# Method of variation of parameters

• May 6th 2009, 11:35 AM
chella182
Method of variation of parameters
The question goes...

Find the general solution of this differential equation, given that a solution of the corresponding homogeneous equation is $y=x$,
$x^2y''+x(x-2)y'-(x-2)y=x^3$

I've checked that $y=x$ is a solution when the equation has a 0 on the RHS, but it's the whole setting $y(x)=u(x)v(x)$ thing I'm stuck with. Obviously that's $y(x)=xv(x)$, but from there I'm stuck. Can anyone help?
• May 6th 2009, 12:17 PM
Jester
Quote:

Originally Posted by chella182
The question goes...

Find the general solution of this differential equation, given that a solution of the corresponding homogeneous equation is $y=x$,
$x^2y''+x(x-2)y'-(x-2)y=x^3$

I've checked that $y=x$ is a solution when the equation has a 0 on the RHS, but it's the whole setting $y(x)=u(x)v(x)$ thing I'm stuck with. Obviously that's $y(x)=xv(x)$, but from there I'm stuck. Can anyone help?

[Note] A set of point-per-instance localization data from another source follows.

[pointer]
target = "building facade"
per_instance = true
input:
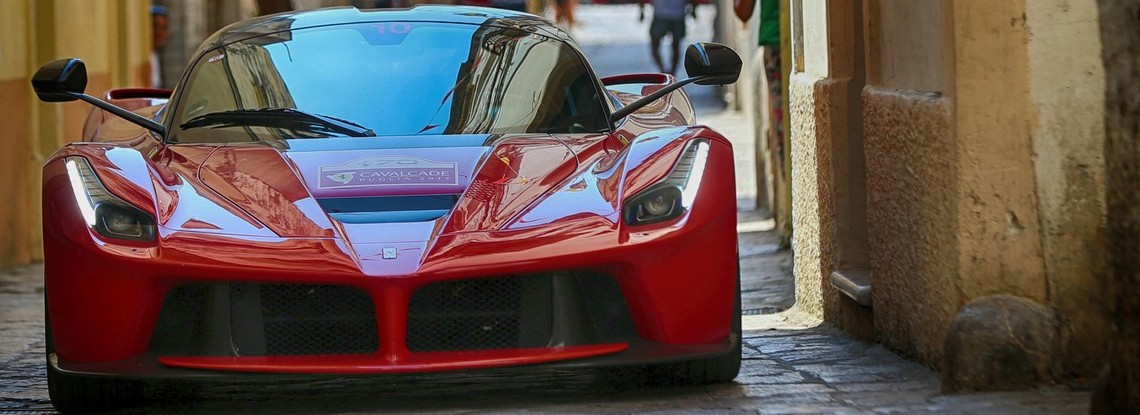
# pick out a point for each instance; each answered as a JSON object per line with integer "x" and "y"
{"x": 949, "y": 180}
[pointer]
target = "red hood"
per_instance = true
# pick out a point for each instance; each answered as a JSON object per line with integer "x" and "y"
{"x": 281, "y": 187}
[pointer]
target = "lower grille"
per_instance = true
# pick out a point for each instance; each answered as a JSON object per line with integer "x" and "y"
{"x": 266, "y": 319}
{"x": 317, "y": 319}
{"x": 467, "y": 315}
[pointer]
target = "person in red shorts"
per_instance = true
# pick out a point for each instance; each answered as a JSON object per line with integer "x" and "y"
{"x": 668, "y": 18}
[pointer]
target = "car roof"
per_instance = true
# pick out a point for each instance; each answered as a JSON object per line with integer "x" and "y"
{"x": 291, "y": 21}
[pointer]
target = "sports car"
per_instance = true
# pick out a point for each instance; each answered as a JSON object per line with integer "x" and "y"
{"x": 347, "y": 192}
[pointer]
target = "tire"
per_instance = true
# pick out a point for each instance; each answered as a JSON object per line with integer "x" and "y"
{"x": 698, "y": 372}
{"x": 713, "y": 369}
{"x": 76, "y": 393}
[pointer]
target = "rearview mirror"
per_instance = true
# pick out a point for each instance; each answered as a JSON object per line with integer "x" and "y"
{"x": 713, "y": 64}
{"x": 64, "y": 80}
{"x": 60, "y": 81}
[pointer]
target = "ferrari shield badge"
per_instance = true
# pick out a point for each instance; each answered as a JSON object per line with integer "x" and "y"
{"x": 382, "y": 171}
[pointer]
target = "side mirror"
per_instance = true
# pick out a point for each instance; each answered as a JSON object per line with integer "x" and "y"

First you want to solve the homogeneous equation (i.e. rhs = 0). This is done using what you said $y = x u$ . Sub. this into your equation
$x^2y''+x(x-2)y'-(x-2)y=0$. You'll get an equation with only u' and u''. Let u' = v which gives a first order you can solve. Then find u.

Then use variation of parameters.
• May 6th 2009, 12:24 PM
chella182
S'alright, I've solved this in the mean time. I didn't understand what I'd written in my notes, but then I remembered what it was. Thanks for the reply, though.
• May 6th 2009, 12:25 PM
HallsofIvy
Quote:

Originally Posted by chella182
The question goes...

Find the general solution of this differential equation, given that a solution of the corresponding homogeneous equation is $y=x$,
$x^2y''+x(x-2)y'-(x-2)y=x^3$

I've checked that $y=x$ is a solution when the equation has a 0 on the RHS, but it's the whole setting $y(x)=u(x)v(x)$ thing I'm stuck with. Obviously that's $y(x)=xv(x)$, but from there I'm stuck. Can anyone help?

Well, if y= xv, then y'= xv'+ v and y"= xv"+ 2v'. What do you get if you put that into your equation?
• May 6th 2009, 12:37 PM
chella182
Like I said, I've sorted it :) cheers, though.